Цвак, расскажите Пернату, кто такой этот Бабинский.– Бабинский, – тотчас же начал Цвак, не отрываясь ни на мгновение от своей работы, – был когда-то знаменитым в Праге разбойником. Много лет занимался он своим позорным ремеслом и никто не замечал этого. Но мало-помалу стало бросаться в глаза, что в лучших семьях то тот, то другой родственник не появлялся к столу и вдруг исчезал.
Сперва, правда, об этом говорили мало, происходившее имело свою хорошую сторону: можно было меньше расходовать на питание; однако, нельзя было упустить из виду, что репутация общества страдает и что каждый может оказаться предметом сплетни или пересуд.
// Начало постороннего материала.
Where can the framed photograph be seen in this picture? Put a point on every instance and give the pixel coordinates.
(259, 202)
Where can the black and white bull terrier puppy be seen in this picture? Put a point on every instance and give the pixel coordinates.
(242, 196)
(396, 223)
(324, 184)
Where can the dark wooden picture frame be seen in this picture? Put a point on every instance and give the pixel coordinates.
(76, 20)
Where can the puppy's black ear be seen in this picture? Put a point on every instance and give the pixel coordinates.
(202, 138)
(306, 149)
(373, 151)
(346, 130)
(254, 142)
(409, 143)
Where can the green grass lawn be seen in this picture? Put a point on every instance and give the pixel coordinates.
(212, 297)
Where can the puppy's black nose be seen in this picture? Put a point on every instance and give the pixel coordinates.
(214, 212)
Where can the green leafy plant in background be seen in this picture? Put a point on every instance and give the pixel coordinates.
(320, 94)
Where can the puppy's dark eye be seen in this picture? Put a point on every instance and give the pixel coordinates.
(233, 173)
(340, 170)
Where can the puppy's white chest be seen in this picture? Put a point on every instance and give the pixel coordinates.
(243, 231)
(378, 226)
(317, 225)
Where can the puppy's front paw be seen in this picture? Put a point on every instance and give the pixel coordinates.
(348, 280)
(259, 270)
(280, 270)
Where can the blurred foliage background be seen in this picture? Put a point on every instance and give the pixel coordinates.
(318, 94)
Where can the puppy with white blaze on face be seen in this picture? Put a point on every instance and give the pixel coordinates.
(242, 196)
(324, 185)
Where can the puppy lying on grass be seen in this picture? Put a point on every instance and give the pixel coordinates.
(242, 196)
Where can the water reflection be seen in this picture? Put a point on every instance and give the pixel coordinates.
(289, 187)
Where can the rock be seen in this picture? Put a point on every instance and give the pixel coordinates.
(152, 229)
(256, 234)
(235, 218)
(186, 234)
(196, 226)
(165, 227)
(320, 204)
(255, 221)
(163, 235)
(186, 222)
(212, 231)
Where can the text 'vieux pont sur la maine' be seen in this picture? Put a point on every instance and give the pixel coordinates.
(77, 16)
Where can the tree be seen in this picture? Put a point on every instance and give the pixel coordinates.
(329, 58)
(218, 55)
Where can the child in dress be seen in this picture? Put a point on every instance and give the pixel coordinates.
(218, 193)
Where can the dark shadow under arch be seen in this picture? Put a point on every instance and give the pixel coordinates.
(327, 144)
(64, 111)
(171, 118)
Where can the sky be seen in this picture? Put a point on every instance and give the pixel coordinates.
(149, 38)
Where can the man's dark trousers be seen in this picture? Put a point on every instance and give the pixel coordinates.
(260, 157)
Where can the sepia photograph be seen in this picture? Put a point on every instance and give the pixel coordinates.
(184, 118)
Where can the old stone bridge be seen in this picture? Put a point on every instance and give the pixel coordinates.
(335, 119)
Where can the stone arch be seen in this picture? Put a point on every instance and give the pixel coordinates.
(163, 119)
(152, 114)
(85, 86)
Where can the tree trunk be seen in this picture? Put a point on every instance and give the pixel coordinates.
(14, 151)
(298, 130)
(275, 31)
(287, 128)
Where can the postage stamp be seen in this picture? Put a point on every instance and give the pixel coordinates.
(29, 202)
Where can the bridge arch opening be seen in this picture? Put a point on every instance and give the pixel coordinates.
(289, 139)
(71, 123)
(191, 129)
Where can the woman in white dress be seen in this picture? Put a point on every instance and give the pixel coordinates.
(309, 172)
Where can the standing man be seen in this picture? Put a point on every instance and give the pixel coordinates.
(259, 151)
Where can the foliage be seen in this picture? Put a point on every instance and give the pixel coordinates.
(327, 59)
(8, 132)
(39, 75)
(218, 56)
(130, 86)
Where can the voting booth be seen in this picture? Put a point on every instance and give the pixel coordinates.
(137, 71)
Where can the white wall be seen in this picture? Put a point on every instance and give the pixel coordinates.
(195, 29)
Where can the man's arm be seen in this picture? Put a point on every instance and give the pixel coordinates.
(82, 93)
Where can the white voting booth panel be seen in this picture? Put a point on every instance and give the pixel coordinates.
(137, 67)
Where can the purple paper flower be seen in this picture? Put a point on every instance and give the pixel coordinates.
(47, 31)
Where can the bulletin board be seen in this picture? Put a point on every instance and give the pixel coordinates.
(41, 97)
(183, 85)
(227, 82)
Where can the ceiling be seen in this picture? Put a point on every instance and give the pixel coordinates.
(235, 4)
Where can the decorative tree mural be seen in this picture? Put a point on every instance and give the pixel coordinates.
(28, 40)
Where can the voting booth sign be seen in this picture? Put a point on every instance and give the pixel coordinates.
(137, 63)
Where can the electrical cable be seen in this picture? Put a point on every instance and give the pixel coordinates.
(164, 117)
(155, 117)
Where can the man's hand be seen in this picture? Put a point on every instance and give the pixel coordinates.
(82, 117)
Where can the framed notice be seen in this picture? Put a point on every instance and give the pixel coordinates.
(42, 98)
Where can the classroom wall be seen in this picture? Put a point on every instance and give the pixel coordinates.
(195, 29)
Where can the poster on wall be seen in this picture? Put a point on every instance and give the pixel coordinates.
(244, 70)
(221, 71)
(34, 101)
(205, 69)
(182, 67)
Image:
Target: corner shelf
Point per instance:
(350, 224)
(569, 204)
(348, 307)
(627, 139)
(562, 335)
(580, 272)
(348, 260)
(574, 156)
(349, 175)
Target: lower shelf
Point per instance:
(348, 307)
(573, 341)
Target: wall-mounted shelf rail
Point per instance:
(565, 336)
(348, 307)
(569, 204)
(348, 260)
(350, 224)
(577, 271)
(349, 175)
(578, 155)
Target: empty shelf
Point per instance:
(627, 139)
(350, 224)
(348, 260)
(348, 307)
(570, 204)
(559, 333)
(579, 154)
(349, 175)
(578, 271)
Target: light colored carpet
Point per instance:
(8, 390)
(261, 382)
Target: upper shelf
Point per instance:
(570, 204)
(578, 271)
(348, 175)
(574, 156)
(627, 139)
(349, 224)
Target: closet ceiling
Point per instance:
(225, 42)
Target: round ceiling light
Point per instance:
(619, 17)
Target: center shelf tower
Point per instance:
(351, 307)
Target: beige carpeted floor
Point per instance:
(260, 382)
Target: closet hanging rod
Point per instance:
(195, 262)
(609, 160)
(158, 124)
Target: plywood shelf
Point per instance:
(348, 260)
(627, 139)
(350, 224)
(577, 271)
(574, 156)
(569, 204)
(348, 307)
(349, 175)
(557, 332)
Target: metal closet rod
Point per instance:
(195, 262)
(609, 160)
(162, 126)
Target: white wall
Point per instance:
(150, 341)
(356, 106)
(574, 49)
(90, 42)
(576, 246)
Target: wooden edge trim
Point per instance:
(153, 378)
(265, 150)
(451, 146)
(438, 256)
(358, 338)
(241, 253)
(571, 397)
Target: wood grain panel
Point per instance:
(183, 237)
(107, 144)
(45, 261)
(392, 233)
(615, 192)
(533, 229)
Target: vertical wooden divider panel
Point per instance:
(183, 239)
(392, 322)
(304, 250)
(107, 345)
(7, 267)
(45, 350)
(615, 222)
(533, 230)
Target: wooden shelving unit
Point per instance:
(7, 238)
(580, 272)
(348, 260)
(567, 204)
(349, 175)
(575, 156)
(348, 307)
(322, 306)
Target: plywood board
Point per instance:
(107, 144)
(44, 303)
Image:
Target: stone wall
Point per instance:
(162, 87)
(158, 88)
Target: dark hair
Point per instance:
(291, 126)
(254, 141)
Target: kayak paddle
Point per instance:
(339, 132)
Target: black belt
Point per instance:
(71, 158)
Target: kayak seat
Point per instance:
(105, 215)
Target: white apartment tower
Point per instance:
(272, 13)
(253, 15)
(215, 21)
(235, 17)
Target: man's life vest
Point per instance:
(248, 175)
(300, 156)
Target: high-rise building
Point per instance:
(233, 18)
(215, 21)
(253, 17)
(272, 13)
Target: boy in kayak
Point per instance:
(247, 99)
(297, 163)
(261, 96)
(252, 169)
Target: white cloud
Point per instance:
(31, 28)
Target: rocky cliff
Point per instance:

Особенно, когда дело шло о бесследном исчезновевии взрослых девиц.
Сверх того, и самоуважение требовало известной заботы о внешнем облике семейного уклада.
Все чаще и чаще стали появляться в газетах объявления: «Вернись обратно, все простим» – обстоятельство, которого Бабинский, легкомысленный, как все преступники, не учел, – и стали привлекать общее внимание.
В милой деревушке Кртш, около Праги, идиллически настроенный Бабинский создал себе неустанным трудом маленькое, но уютное жилище. Домик, сиявший чистотой, и возле него садик с кустами герани.
Так как доходы не позволяли ему расшириться, он счел необходимым, для того, чтобы иметь возможность незаметно хоронить свои жертвы, отказаться от цветочного партера, как он его не любил, и заменить его простою, заросшею травою, подходящею могильной насыпью, которую можно было бы без труда удлинять, в зависимости от обстоятельств или от времени года.
На этом холме каждый вечер, после дневных трудов и забот, сиживал Бабинский в лучах заходящего солнца и насвистывал на флейте меланхолические песенки…
– Стоп! – хриплым голосом прервал Иосуа Прокоп, вытащил из кармана ключ, приставил его к губам, как флейту, и запел:
«Цимцерлим… цамбусля… дэ».
– Вы так хорошо знаете мелодию, разве вы там были? – удивленно спросил Фрисландер.
Прокоп злобно взглянул на него.
– Нет, Бабинский жил слишком давно. Но то, что он играл, я, как композитор, знаю отлично. Вы в этом ничего не понимаете: вы не музыкант… Цимцерлим… цамбусля… бусля… дэ.
Цвак с увлечением слушал, пока Прокоп не спрятал своего ключа, затем продолжал:
– Непрерывное увеличение холма возбудило у соседей подозрение, и одному полицейскому из предместья Жижково, который случайно видел издали, как Бабинский душил одну старую даму из высших кругов общества, принадлежит заслуга прекращения злостной деятельности этого чудовища.
Бабинский был арестован в своем убежище.
Суд, принимая во внимание как смягчающее вину обстоятельство его славу, приговорил его к смертной казни через повешение. Он вместе с тем поручил фирме бр. Лайнен доставить необходимые принадлежности для казни, насколько такие материалы соответствовали товарам фирмы. Эти вещи должны были быть вручены правительственному чиновнику за умеренную цену с выдачею квитанции.